How does microwave oven work?

It uses a type of electromagnetic radiation – microwaves which have heating capabilities discovered during II World War. Imagine running a high voltage within a copper tube and a copper rod inside that tube. The space between the rod and the tube allows electrons to move outwards in a spiral pattern. The tube is placed in electromagnetic field what makes the electrons to hit the edges of the tube creating vibrations which are – MICROWAVES!


The microwaves inside the oven are absorbed by water, fat and carbohydrate molecules causing them to shake and create heat. The conduction of that heat happens much quicker than when using conventional oven simply because the microwaves penetrate the food deeper than heat making more particles to move at the same time.


Microwave radiation is a type of non-ionising radiation. It is safe meaning that it does excite particles to make them wiggle but does not carry enough energy to ionize – remove electron from an atom of molecule. The ionising radiation such as x-rays or gamma rays are hazardous but is much more powerful than the one coming out of your microwave.


microwave radiation


What about the nutritional value of the foods cooked in a microwave?

There is plenty of scientific evidence pointing out on the fact that microwaving food is better than boiling or baking. If you take the micro- and macronutrient levels of the raw vegetables as the base level, the way of minimalizing any loses is to cook them in the fastest way possible. That’s why microwaving (when done correctly) is a convenient and quick way of preparing your meals. Steaming is as good and, in some cases, even better in maintaining the nutritious content, while boiling takes much longer and some of the valuable molecules are left in water which is often emptied into the sink after boiling.


Using microwave makes nutrients become more digestible by our bodies – carotenoids in carrots and tomatoes or biotin in the eggs.

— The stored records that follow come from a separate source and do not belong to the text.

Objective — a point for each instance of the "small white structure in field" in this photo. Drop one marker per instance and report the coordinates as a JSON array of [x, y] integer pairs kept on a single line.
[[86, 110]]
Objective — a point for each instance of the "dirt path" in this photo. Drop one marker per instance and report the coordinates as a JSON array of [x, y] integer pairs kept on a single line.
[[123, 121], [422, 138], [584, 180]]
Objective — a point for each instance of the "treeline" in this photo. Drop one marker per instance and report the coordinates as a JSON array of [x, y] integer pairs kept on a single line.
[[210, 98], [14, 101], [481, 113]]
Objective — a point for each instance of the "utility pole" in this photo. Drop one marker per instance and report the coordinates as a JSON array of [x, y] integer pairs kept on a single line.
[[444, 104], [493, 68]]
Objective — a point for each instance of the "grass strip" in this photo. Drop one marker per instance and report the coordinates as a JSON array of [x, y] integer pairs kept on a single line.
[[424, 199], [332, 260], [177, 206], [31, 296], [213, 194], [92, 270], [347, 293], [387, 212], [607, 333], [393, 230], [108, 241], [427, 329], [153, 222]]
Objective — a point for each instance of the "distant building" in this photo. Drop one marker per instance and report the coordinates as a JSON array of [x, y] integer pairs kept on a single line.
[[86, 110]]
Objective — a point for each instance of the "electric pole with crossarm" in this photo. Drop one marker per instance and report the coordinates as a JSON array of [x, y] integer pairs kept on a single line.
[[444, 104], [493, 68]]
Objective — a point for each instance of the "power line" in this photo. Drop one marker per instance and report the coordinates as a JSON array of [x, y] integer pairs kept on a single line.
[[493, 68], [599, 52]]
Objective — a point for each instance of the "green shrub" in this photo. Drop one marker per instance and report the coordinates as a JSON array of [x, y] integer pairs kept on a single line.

Studies also show that the antioxidants are better retained in microwaved foods when compared to stove cooked (1).


Spinach – when boiled loses 70% of folic acid, microwaved retains 90% of it.

Legumes – microwaving them after soaking in water preserves the nutrients much better than boiling (2).

Oat and bran flakes – show the highest antioxidant and starch levels after 3min of microwaving when compared to stove cooking.

Antioxidants prevent cell damage and ageing processes in our bodies. But what about starch levels? All carbohydrate (sugar-based) foods have glycaemic index (GI) which shows the ratio of simple sugars to complex sugars. If you want to gradually increase and maintain your energy levels for longer period, you want to eat more low GI foods. High GI meals, full of simple sugars will give you a rapid spike of glucose in your blood followed by a massive crash and cravings of more sweets in a short time. When cooking the GI of foods is going to change, thus we should always take into account that even low GI raw oats may become high in simple sugars after cooking. Microwaving oats and bran flakes maintains low GI: low glucose and high starch levels (3).

Vitamins – the overall retention of vitamins in microwaved foods is higher than in stove cooked ones. In both cases, adding lemon juice is proven to help retaining more vit. D3.(4)




While microwaving is better than boiling, it’s important to do it correctly. Do not add too much water while preparing vegetables, since it will have a similar to boiling outcome. Aim to decrease cooking time as much as possible and use tight lids to create a steamer-like effect. Also, take into account that the ready meals are not healthy and heating them up in a microwave won’t change the fact that they are highly processed foods with low nutritional value.